By Jeff Kloha
“Why Do You Not Leave Me Alone?”
Narrative Focus
This pericope falls within a series of four of Jesus’s miracles (8:22–56): calming a storm, casting out demons, healing a woman, and raising a girl from the dead. These together show Jesus’s power and reign over every sphere of danger and calamity: nature, spiritual powers, disease, and death. Sadly, the series C lectionary focuses on pericopes unique (or uniquely told) in Luke; but the adventurous preacher might take an opportunity for a short four-week series on the “Power of Jesus,” focusing on these four episodes, culminating in a girl being raised from the dead and ending with the hope of the resurrection of the body and the life everlasting.
Two features of this text stand out in Luke’s Gospel. First, the event occurs in Gentile territory, thereby demonstrating that all peoples participate in Jesus’s reign. Second, this is the only event in Luke with a mission focus (“describe what God did”). Note that Jesus instructed the man to do this within his household (οἶκός), but he ends up “announcing through the whole territory what Jesus did for him.” Preachers may wish to focus on this theme; this study suggests instead a theme connected to the power of Jesus.
Textual Focus
Some exegetical issues require resolution. First, in 8:28, τί ἐμοὶ καὶ σοί may be rendered, woodenly, as “what to me is also to you?” But that is not very clear English, and perhaps, as Arndt and others suggest, “Why do you not leave me alone?” is more accurate (cf. ESV: “What have you to do with me”). A second issue with this phrase is who the speaker is at this point: Is the man speaking, or the demon?
The ambiguity of the speaker may serve as a homiletic device: The question, “Why do you not leave me alone?” if voiced by the demon, is answered by Jesus as Lord who has conquered Satan by his death and resurrection. He does not leave the demon alone because he has come to destroy evil in all its forms and drive it from the face of the earth. In the midst of terrorism and war, bloodshed and shootings, the need for a Savior is all the more pressing and obvious.

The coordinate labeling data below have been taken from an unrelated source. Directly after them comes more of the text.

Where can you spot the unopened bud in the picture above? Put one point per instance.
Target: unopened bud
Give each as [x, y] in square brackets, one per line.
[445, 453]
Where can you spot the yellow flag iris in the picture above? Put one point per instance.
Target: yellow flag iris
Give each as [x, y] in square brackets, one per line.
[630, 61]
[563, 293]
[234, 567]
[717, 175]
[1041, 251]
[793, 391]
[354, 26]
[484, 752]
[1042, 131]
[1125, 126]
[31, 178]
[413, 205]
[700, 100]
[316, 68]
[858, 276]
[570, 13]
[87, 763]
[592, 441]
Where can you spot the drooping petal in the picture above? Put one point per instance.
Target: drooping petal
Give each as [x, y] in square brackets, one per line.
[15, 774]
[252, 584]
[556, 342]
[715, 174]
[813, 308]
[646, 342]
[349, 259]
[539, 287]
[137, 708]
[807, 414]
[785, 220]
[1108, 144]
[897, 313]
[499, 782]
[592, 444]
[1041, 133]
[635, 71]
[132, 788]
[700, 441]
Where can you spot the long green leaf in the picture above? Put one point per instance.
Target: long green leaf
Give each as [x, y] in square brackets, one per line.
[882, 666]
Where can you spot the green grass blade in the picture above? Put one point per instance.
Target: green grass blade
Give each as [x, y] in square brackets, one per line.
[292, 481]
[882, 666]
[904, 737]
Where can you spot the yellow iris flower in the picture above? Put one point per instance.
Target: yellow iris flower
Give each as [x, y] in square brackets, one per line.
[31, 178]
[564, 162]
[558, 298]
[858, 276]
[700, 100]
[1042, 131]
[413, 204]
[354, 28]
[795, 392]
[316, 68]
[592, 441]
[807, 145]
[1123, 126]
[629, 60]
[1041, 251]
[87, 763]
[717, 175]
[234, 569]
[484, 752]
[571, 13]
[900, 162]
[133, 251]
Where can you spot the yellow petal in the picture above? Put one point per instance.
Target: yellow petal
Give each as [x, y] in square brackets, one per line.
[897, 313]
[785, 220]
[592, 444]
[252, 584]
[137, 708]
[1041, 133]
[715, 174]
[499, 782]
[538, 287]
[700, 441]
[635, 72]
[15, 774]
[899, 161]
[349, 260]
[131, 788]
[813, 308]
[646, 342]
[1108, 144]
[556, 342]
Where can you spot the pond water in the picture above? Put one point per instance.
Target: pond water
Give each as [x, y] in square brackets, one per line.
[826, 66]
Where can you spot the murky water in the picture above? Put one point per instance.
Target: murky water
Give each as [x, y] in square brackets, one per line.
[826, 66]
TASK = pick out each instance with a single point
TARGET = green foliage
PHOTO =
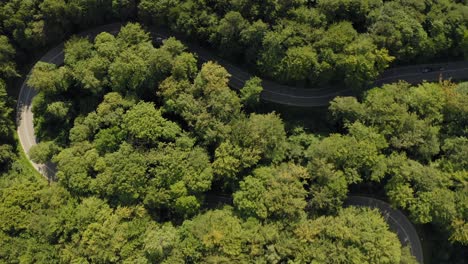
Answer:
(353, 236)
(44, 151)
(273, 193)
(45, 77)
(145, 124)
(6, 123)
(7, 54)
(250, 93)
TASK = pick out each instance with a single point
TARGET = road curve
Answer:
(396, 220)
(273, 92)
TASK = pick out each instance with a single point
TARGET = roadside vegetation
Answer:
(159, 161)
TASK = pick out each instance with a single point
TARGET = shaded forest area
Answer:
(143, 137)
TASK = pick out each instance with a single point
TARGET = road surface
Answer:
(272, 92)
(396, 220)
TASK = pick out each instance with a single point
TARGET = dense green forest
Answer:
(159, 161)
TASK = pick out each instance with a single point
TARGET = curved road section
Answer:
(272, 92)
(396, 220)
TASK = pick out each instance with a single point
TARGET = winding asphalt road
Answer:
(273, 92)
(396, 220)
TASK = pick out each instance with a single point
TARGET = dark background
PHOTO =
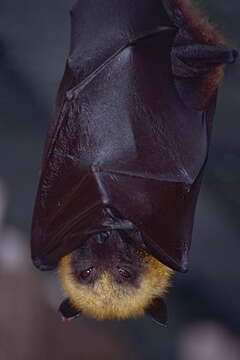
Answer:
(204, 311)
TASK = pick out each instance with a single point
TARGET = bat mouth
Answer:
(107, 299)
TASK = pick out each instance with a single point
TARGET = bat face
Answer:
(125, 155)
(109, 278)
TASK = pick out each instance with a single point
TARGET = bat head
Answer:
(108, 277)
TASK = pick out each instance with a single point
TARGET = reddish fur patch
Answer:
(199, 30)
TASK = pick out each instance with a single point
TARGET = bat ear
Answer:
(157, 310)
(67, 311)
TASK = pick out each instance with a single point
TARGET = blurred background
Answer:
(204, 311)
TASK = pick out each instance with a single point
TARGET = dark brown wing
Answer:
(125, 151)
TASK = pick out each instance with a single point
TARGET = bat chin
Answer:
(108, 299)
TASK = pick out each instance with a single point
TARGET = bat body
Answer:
(124, 157)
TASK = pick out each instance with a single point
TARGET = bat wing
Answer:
(125, 151)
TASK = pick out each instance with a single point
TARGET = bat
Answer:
(125, 154)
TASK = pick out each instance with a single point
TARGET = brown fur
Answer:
(199, 30)
(106, 299)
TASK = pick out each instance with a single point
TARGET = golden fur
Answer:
(106, 299)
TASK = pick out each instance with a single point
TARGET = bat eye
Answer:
(86, 273)
(124, 273)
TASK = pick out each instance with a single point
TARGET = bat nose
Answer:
(102, 237)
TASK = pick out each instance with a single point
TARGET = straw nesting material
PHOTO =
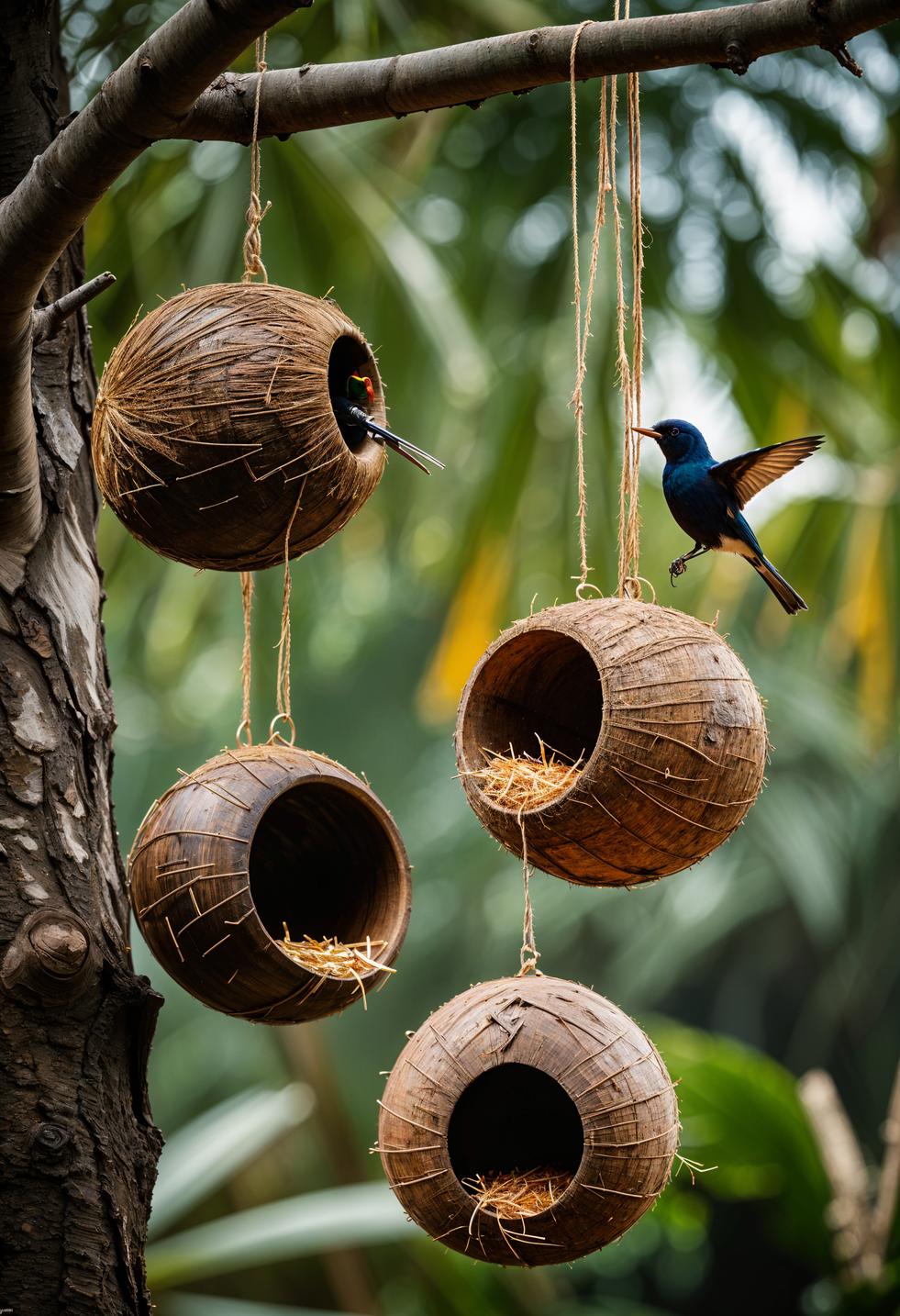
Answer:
(332, 958)
(214, 423)
(524, 782)
(515, 1195)
(255, 837)
(651, 707)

But, “Why do you not leave me alone?” is also the question of the man, who has been possessed and beset by evil. From him (and from us) it is a plaintive cry. God has every right, in his justice, to leave us alone and abandon us. It is a question, ultimately, of faith. Even in the midst of bombings and shootings, of disease and death, God could easily abandon us to the sin, pride, and arrogance of our society and of each one of us. But he does not leave us alone. He breaks in to our world to be with us, to become one with us, to deal with sin decisively in his body. He does not leave us alone.
There is an interesting “blank” in the episode, while the herdsmen run into the town and get the townspeople Jesus and the man are left behind, absent from the description. When they return, Jesus is sitting with the man, peacefully, who is now clothed and of sound mind. How did that happen? How did he get the clothes? What were he and Jesus doing and discussing while everyone else was away? And notice that it is not Jesus, nor the healed man, who relates the story of what had happened, but the herdsmen. Jesus and the man are detached from all the chaos and anxiety and fear that is surrounding them. They are remarkably calm and, well, normal, even as everyone else is in an uproar. Such is the power of Jesus.
Finally—not an exegetical issue but a cultural challenge—in our day, our hearers may respond to the biblical account with incredulity. Skeptics will doubt the authenticity of any miracles, and the seeming over-the-top description of the swine and the cliff only gives ammunition to those who doubt the gospel accounts. But a sermon is not necessarily the best place for apologetics (and certainly Luke feels no need to defend the historicity of the event, he simply tells it). The preacher will best serve his people by himself being convinced of the power of Jesus, and allowing the power of that Word to prevail mightily through him.
Hearer Focus
As you develop the sermon in a way that connects to your congregation, the text urges certain themes. Here Jesus demonstrates, again, his all-encompassing power to us. In this text we are driven to confidence. Even in the midst of crushing and overwhelming forces which we cannot comprehend or battle, the power of Jesus is undiminished. That power does not ratchet up the volume, responding to power with even more overwhelming power, but with a word, with peace, with calm, with, dare we say, a normal, everyday life. “What do you have to do with me?” can be the yell of the enemy, the unbeliever, opposed to God and his power. But it can also be a cry of faith, a cry of wondrous confidence in the God who always responds to save his people. The psalmist praises, “Where shall I go from your Spirit? Or where shall I flee from your presence? If I ascend to heaven, you are there! If I make my bed in Sheol, you are there! (Ps 139). “What a God,” we say, “who has to do even with me!” daily, and finally on the last day, through the cross and the empty tomb to the right hand of the Father, from which place he reigns still today, this day.